Script Valley
MongoDB: Complete Course
Production MongoDB: Transactions, Replication, and SecurityLesson 6.5

How to back up and restore MongoDB databases in production

mongodump, mongorestore, mongodump options, Atlas backup, point-in-time recovery, oplog-based backup, backup strategies, backup testing

mongodump and mongorestore

mongodump and mongorestore

mongodump exports a database or individual collection to BSON files on disk. mongorestore reads those files back into a running MongoDB instance. These tools are the standard backup and restore mechanism for self-hosted MongoDB clusters and work reliably across major version upgrades.

# Full database backup — use dated directory for retention
mongodump \
  --uri="mongodb://user:pass@host:27017/shopDB" \
  --out=/backups/$(date +%Y-%m-%d)

# Backup a single collection
mongodump --uri="..." --collection=orders --out=/backups/

# Restore entire database from backup directory
mongorestore \
  --uri="mongodb://user:pass@host:27017" \
  /backups/2024-06-01/shopDB

# Restore with drop — wipe existing data before restoring
mongorestore --drop --uri="..." /backups/2024-06-01/shopDB

# Export to human-readable JSON (for inspection, not production backups)
mongoexport --uri="..." --collection=products --out=products.json

Production backup best practices

Always run mongodump targeting a secondary node to avoid adding read load to the primary serving live traffic. Pass the --oplog flag to capture a point-in-time consistent snapshot even across long-running dumps. Schedule daily backups to cloud object storage such as Amazon S3 or Google Cloud Storage, and verify restores monthly — an untested backup is not a valid backup. On MongoDB Atlas, enable Continuous Cloud Backup for point-in-time recovery down to the minute without managing any of this infrastructure manually.

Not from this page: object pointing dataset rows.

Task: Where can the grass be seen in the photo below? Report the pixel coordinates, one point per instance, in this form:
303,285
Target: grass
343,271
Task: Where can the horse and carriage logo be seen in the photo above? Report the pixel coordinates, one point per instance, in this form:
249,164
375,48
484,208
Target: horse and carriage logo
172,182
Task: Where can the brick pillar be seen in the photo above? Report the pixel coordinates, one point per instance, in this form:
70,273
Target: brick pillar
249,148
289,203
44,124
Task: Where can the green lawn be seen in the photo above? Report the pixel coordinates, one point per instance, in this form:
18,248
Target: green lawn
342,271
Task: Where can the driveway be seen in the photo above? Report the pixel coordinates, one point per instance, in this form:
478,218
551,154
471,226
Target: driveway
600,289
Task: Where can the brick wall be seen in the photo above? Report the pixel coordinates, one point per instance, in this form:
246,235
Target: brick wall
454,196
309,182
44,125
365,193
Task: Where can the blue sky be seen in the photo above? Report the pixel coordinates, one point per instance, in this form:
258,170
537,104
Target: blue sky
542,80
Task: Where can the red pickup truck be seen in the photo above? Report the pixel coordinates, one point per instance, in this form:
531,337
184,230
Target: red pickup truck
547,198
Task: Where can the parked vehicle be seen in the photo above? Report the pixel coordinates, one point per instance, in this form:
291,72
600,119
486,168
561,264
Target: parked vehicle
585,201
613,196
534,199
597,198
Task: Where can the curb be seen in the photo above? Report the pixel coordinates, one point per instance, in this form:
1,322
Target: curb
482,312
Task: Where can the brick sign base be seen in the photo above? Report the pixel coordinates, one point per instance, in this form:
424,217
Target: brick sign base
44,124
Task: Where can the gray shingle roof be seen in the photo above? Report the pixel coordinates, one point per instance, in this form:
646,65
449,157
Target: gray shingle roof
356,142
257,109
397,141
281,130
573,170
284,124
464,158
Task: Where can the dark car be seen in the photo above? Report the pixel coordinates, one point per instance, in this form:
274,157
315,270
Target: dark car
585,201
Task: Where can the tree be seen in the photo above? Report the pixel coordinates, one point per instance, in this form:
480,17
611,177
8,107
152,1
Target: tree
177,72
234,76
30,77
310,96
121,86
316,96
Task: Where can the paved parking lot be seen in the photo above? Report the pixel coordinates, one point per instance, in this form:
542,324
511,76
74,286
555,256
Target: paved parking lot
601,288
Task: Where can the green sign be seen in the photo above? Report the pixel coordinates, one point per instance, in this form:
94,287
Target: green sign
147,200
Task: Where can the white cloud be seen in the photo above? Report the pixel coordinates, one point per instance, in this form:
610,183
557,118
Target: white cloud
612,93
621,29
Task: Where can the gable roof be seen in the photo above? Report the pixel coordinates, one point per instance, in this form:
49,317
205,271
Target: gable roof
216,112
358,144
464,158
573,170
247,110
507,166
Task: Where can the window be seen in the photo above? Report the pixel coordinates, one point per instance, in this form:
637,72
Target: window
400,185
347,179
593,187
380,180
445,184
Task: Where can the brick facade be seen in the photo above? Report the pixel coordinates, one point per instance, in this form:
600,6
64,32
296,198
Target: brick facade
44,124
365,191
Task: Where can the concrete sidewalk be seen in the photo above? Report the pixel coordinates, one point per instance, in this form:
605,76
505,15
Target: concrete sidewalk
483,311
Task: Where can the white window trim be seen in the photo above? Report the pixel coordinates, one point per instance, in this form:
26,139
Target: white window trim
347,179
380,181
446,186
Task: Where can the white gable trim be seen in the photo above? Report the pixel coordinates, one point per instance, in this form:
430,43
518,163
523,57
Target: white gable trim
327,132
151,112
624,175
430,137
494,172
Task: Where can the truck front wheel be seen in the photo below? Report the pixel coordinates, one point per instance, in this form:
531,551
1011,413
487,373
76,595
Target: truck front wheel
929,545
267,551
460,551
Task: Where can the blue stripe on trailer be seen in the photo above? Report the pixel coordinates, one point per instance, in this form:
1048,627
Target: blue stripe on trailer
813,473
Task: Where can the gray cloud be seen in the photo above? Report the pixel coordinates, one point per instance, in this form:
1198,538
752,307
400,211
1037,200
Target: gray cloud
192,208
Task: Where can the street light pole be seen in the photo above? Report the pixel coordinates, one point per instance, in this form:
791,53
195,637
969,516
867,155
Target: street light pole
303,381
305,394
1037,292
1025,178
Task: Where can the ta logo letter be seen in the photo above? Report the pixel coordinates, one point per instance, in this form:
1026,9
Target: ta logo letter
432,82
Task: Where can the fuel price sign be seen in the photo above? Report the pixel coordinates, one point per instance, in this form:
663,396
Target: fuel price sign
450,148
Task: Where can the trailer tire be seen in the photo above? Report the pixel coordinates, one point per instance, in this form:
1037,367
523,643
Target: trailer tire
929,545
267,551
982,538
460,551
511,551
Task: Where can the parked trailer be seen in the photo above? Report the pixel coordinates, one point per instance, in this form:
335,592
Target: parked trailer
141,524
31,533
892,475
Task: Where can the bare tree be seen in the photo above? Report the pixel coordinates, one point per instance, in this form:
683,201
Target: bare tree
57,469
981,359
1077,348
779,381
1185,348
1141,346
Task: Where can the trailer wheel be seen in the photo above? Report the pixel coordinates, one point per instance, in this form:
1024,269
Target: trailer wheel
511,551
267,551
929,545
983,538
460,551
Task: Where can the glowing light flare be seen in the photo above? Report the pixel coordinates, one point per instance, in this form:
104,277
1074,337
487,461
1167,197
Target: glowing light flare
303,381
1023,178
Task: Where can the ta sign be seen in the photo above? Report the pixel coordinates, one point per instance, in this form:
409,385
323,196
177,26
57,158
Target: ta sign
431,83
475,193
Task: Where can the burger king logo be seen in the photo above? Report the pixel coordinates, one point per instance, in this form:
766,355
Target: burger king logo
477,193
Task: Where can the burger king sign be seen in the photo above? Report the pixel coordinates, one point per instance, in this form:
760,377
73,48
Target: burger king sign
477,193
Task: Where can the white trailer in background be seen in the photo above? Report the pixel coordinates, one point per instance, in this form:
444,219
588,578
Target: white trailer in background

One often overlooked aspect of backup strategy: verify the restore process on a staging environment at least once per month. A backup file that cannot be successfully restored is worthless. Document the exact restore commands, the expected restore duration for your data volume, and the steps to verify data integrity after restore so that during an actual incident the team is not learning the process under pressure for the first time.